RECEP YETER/ Yeni Şafak Pazar
Çarşıdan alınamayan, mektepte okunamayan bir bilim dalı İlm-i Sima. Yani yüz bilimi ya da firaset… Sadece akıl ve duyu organlarıyla bilinemeyen, ancak sezgi gücü ile ulaşılan bütün bilgi alanlarını kapsayan firaset, 'bilen' için insanların yüzündeki maskeleri kaldırmaya yarayan muhteşem bir hazine… A. Sait Aykut da bu işi bilenlerden biri…
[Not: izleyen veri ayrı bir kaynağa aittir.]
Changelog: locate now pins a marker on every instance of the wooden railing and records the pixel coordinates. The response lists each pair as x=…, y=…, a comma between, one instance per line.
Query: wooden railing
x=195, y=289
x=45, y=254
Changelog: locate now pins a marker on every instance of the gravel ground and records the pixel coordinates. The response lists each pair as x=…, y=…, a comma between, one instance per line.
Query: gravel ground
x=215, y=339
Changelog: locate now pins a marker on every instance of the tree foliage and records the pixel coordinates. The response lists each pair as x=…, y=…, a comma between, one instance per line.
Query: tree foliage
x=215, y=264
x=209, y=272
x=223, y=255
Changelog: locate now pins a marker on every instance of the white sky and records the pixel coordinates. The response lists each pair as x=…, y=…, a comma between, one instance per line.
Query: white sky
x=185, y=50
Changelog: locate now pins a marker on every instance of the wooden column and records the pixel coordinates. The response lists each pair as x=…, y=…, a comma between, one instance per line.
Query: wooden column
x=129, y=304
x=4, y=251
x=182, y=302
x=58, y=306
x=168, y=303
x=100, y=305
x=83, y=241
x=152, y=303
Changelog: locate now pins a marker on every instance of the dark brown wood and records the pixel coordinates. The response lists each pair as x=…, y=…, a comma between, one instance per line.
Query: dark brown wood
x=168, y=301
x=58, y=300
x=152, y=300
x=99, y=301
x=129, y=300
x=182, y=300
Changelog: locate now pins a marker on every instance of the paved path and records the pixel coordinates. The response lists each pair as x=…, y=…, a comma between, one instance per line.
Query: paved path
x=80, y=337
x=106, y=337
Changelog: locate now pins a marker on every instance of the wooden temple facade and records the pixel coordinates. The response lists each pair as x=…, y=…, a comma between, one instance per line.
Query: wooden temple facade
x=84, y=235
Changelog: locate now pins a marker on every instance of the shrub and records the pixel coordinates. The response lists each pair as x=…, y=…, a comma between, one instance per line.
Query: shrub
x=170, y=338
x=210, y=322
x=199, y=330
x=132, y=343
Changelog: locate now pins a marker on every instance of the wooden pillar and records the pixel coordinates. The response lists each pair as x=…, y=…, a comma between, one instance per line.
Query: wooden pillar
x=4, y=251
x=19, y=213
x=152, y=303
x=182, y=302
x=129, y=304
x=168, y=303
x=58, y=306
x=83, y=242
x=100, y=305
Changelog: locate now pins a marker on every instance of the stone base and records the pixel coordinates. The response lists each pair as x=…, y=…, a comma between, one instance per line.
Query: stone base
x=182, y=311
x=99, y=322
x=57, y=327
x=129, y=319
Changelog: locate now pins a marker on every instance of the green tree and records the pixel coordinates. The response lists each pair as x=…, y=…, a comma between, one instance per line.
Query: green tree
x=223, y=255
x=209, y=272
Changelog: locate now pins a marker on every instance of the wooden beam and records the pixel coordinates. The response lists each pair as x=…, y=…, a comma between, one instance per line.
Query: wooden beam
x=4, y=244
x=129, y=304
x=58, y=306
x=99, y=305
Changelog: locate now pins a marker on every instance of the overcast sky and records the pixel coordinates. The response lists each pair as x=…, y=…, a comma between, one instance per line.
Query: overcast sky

Birkaç hafta önce bu sayfalarda okuduğunuz Azmi Ofluoğlu röportajımda bir ayrıntı vardı. Ofluoğlu'nun ofisinin duvarında asılı olan ve birbirine benzeyen üç farklı yüzün resmedildiği bir tablo. Tabloya uzun uzun bakan ve 'artık iki yüzlü insanların bile sayısı azaldı' diyen Azmi Bey'in sözleri kulağımda çınlamaya devam ediyor. Bir insana ait yüzlerin sayısının epeyce arttığı, herkesin artık daha fazla maskeye sahip olduğu bir zaman diliminde, insanları yüzlerinden tanımak neredeyse imkansızlaşıyor. İşte bu noktada aklımıza, epeyce deruni bir bilim geliyor. İlm-i Sima, ya da firaset… Yani yüz okuma bilgisi… Bu bilgiye sahip ender insanlardan biri olan A. Sait Aykut'un ifadesiyle 'görünen alametlerle görünmeyen ahlak ve karakterlerin nasıl ortaya çıkarılacağının ipuçlarını bize sağlayan bilgi'… Eğer, aynada ruh elbisenize bir de bu gözle bakmaya cesaretiniz varsa, buyrun yüzleşin…
"GÖĞSÜ GENİŞ OLAN ASLAN GİBİDİR"
A. Sait Aykut, firaset ilminin İslam kültürünün klasik kitaplarında rasyonel mantık içinde iki dayanağı bulunduğunu söylüyor: Uzun zaman içinde elde edilen tecrübeler ve hayvanlara yapılan kıyas. İnsanın görünen bedeninin, görünmeyen ahlâkî ve ruhî yapısını yansıtması sonucunun uzun süren gözlem ve çıkarımlara dayandırıldığını ifade eden Sait Aykut, hayvanlara yapılan kıyasa ise göğsü geniş olanın cesarette aslana benzetilmesini örnek veriyor ve ekliyor: "Göğüs, yürek, ciğer gibi organlardaki sıhhat ve genişlik birçok kültürde cesaretle ilişkilendiriliyor." Firaset ilminin tabii, riyazi ve ilahi olmak üzere üç bölümde ele alındığını, tabii kısmının İslam dünyasına İslam'dan önceki kültürlerden geçtiğini söylüyor. İlk ve orta çağlarda hükümdarların kendilerine görev verecekleri kimselerin seçiminde bu ilmin verilerinden faydalandığını dile getiren Sait Aykut, Müslüman filozofların da Kur'an-ı Kerim'in Hicr Sûresi'nin 75. ayetindeki “Şüphesiz bunda derin bir kavrayışa sahip olanlar için ibretler vardır.” ifadelerine dayanarak bu tür eserlere ilgi duyduğunu anlatıyor. Aykut, İslam dünyasında konu ile ilgili ayrıntılı eser yazan isimleri şöyle sıralıyor: 932'de vefat eden Ebu Bekir Zekeriyya er-Razi, 872'de vefat eden Kindi ve son olarak da 1209'da vefat eden Fahreddin Razi.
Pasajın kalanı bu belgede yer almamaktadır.